Medical treatment consists of inhibition of RhoA by simvastatin, or its effector protein ROCK by fasudil. Also cyclic adenosine monophosphate-elevating drugs should be considered. All of them stabilize CCM lesions by improving vascular integrity.66, 79, 80, 81, 82 Preventing progression of CCM lesions could be reached by sorafenib, an anti-angiogenic drug, targeting VEGF receptors and ERK signalling, which is enhanced in the endothelium of CCM lesions.83, 84 Treatment with antiplatelet drugs should be avoided, whereas anticoagulation with coumadin derivatives is contra-indicated .2, 19, 53

Prognosis of CCMs

The long-term prognosis of familial CCM is not well known, but the available data suggest that it is quite favourable after (surgical) treatment.

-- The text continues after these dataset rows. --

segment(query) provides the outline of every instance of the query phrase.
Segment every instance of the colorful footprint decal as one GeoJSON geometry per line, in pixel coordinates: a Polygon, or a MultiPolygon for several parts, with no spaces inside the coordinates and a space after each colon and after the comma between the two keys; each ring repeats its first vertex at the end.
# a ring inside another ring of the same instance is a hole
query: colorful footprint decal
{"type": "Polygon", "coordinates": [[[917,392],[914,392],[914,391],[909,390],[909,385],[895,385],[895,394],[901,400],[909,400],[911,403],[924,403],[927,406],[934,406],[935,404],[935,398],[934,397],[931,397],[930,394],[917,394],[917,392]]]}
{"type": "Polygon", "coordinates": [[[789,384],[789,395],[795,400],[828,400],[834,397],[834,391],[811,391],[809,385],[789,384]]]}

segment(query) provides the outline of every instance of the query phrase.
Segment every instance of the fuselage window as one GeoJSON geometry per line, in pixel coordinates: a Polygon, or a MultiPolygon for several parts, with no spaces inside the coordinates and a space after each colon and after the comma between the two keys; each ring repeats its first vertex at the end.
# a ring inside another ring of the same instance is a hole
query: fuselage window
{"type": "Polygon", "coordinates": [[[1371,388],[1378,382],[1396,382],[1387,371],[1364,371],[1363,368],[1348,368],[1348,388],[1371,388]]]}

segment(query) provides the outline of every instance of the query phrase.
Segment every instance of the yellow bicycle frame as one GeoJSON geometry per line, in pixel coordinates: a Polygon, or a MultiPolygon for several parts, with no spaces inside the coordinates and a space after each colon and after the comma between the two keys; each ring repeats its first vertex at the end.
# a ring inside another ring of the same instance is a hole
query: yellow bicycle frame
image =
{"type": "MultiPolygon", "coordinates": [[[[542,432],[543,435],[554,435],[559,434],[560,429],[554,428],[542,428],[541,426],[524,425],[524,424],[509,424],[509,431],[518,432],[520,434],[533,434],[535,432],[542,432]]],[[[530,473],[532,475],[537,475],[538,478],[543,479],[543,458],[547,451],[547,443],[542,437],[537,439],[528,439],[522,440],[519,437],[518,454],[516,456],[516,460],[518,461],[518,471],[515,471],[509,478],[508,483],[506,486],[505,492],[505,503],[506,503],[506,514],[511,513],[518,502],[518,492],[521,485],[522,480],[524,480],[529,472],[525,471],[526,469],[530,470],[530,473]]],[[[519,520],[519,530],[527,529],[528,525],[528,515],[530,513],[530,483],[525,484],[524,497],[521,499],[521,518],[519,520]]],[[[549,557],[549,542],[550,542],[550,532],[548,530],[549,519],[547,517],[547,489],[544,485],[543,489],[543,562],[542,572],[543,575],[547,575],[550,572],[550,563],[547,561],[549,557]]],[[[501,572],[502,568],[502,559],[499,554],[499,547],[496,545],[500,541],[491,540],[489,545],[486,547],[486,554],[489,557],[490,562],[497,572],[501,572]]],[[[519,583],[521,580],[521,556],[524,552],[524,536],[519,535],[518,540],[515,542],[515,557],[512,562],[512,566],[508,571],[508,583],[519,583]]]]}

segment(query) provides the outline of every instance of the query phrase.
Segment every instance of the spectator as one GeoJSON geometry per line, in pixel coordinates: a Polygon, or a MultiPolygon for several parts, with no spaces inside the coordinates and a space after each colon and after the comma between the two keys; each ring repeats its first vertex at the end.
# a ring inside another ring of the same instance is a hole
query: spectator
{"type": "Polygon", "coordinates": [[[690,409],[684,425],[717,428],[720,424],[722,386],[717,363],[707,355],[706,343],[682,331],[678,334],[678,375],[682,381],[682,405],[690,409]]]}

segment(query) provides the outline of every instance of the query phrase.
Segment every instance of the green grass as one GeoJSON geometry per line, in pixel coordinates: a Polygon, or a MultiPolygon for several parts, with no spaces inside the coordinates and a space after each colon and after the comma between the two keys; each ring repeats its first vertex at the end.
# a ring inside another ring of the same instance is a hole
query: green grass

MRI identified new lesions appear at a rate of 0.2–0.4 lesions per patient year. The new onset seizure rate is 2.4% per patient year and the haemorrhage rate is 3.1%.2, 3, 10, 27, 85

Conclusions

The pathogenesis of CCM remains to date incompletely clarified. One theory is a perturbed relationship between adhesion and migration of endothelial precursor cells during the formation of the primary vascular plexus. Initiation, guidance and termination of migration are precisely regulated by interaction with the extracellular matrix and neighbouring cells. Adhesion and migration are linked by the CCM pathway proteins. CCM complex components function as bridging molecules between junctional and cytoplasmic proteins. Loss-of-function of one of the CCM proteins leads to a decrease in adhesion. This theory is mainly based on research performed in endothelial cells. Additional studies to the effect of interaction between neural and endothelial cells are necessary, as it remains unclear whether the primary defect of CCM is of vascular or neuronal origin.